Not addressing this aspect of owning a Shiba would be a disservice to the breed as a whole. Not acknowledging the potential for this reality exists, and not educating owners or prospective owners of the possibilities does nothing to protect the breed or individual Shibas. Does acknowledging this problem exists in the Shiba breed mean it’s a trait? No, but being realistic about the potential and acknowledging possibilities exist through the life of any Shiba may help to control the number of incidents and the public assuming this is a trait. Educating is the key to success, and we need to keep this in mind when it comes to something that isn’t the norm, but where a potential exists for it to become a reality.

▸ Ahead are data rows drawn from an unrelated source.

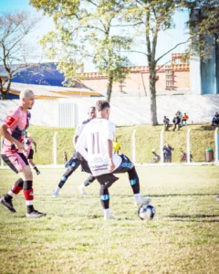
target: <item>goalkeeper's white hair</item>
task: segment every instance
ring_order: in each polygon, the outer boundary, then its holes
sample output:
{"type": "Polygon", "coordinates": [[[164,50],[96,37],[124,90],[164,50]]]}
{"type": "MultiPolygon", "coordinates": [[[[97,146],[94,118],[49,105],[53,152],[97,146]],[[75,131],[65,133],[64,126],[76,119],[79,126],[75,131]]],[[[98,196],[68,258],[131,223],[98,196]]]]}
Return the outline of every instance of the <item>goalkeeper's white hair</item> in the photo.
{"type": "Polygon", "coordinates": [[[20,92],[20,99],[28,98],[31,93],[34,93],[31,90],[25,90],[20,92]]]}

This description of Shibas was written by a Shiba Fancier, and addresses the Shiba’s natural instincts when it comes to biting:

"I feel that the potential for a Shiba to bite boils down to two things: (1) The temperament of the individual dog and (2) Shibas are primitive dogs.

(1) Individual dogs: I think temperament can be genetically determined to a large degree. Just like with people, some Shibas come from trouble free backgrounds, yet are fearful of new things or very dominant and aggressive. Some Shibas have come from a long history of hardships and are still calm and sweet. But when faced with challenges, I think Shibas can revert to basic non-submissive self-defense behavior (i.e., displaying aggression) more readily than maybe a retriever or a collie would. In short, they are more likely to snarl than cower.

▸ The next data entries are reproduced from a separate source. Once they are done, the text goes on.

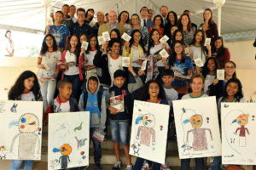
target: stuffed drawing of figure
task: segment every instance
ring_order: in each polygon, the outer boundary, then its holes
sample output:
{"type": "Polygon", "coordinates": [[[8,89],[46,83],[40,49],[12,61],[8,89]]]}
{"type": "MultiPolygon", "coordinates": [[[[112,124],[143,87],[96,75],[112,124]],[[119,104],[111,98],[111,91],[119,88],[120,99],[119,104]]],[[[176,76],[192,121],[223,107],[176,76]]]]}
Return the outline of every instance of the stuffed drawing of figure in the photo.
{"type": "Polygon", "coordinates": [[[241,114],[238,116],[236,119],[235,119],[232,123],[237,122],[241,127],[236,128],[236,132],[234,133],[236,135],[237,134],[237,132],[239,132],[239,146],[240,147],[245,147],[246,146],[246,133],[247,134],[250,134],[249,130],[245,128],[245,125],[248,123],[248,116],[246,114],[241,114]]]}
{"type": "Polygon", "coordinates": [[[41,128],[38,116],[32,113],[23,114],[19,122],[9,123],[9,128],[14,125],[19,126],[20,133],[12,140],[10,152],[13,151],[14,144],[19,137],[18,159],[34,159],[35,152],[39,154],[40,150],[38,131],[41,131],[41,128]]]}
{"type": "Polygon", "coordinates": [[[192,148],[194,150],[208,150],[207,139],[206,136],[206,132],[208,131],[211,135],[211,139],[213,140],[212,131],[209,128],[201,128],[203,124],[203,118],[201,115],[194,115],[189,120],[183,121],[184,123],[190,122],[193,129],[189,130],[187,133],[186,141],[189,143],[189,135],[190,133],[193,133],[193,143],[192,148]]]}

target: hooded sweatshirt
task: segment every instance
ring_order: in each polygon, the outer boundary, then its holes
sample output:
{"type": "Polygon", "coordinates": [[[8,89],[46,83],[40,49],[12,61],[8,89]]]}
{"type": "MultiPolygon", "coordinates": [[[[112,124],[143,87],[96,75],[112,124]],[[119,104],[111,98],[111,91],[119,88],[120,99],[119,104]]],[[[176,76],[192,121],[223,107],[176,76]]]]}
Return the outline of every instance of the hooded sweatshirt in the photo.
{"type": "MultiPolygon", "coordinates": [[[[105,128],[105,122],[107,119],[106,114],[106,100],[105,95],[102,94],[102,105],[101,108],[98,106],[98,93],[100,89],[100,81],[98,77],[95,75],[90,76],[95,76],[97,79],[98,86],[97,89],[94,94],[92,94],[88,88],[88,82],[86,82],[86,92],[87,95],[83,93],[80,96],[79,108],[81,111],[90,111],[90,128],[99,128],[101,130],[105,128]],[[84,105],[84,98],[87,96],[86,105],[84,105]]],[[[90,80],[90,77],[88,80],[90,80]]]]}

(2) I tell all potential adopters that shibas are primitive dogs, like dingos, or basenjis. (That surprises many people). I tell them that Shibas are domestic dogs that have NOT been selectively bred to be puppy-like as adults for thousands of generations, as have retrievers and poodles. Nor have Shibas been selectively bred NOT to hunt and kill small animals, as have spaniels and collies. Shibas are intelligent, verbally communicative, strong-willed, independent, and some even panic easily, almost like a wild animal.

You can’t treat Shibas like a little lap dog because they’ll walk all over you. You can’t treat Shibas like a collie or a retriever and order them around or they will give you their little Shiba middle fingers and be disobedient just to make a point. Like all animals, Shibas will bite unless they are taught it is not productive or tolerated. (Even human toddlers have to be taught not to bite). If they learn that biting can get them places, then they use it! Many will try out biting as a tool, just as toddlers test their parent’s limits. Unfortunately in today’s society, we think all dogs should be utter milquetoasts, unaware that they have teeth. If people choose to keep a small domesticated wolf, they need to be aware that they must teach it how to live in the pack established by the humans. I guess just as we like to forget that the red meat tidily packaged at the super market was once a cow prancing through the fields, we like to forget our dogs were once (and essentially still are) wolves.

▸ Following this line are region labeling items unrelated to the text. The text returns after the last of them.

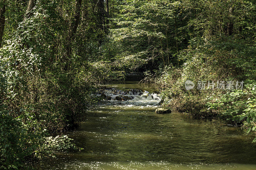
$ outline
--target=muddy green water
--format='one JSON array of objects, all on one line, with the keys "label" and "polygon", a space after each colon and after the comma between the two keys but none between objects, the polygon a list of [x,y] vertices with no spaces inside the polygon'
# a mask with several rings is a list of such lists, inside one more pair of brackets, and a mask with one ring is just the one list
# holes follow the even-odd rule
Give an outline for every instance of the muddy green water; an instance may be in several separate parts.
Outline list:
[{"label": "muddy green water", "polygon": [[[112,85],[121,88],[150,86]],[[43,169],[256,169],[253,136],[215,119],[157,115],[154,101],[102,104],[67,132],[81,152],[58,154]]]}]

I think Shibas are closer to wolf/dingo behavior than less primitive breeds. I find their behavior fascinating, and really enjoy the trust and relationship I have built with each of my Shibas. I tell people that if they want a doting slave, get a border collie. If they want a loving companion they will have to respect and out-think, if they have patience and a sense of humor, get a Shiba."

Respecting the potential of this breed and working to keep life safe for all concerned is the only way to insure the Shiba Breed doesn’t gain a reputation it doesn’t deserve. Informing owners, prospective owners and future owners is the best way to make this the reality. Owning a Shiba is a life long process of reading your Shiba, listening to what it is saying to you about its world and realizing that Shibas can and will do what they need to do if they feel there is something threatening their life.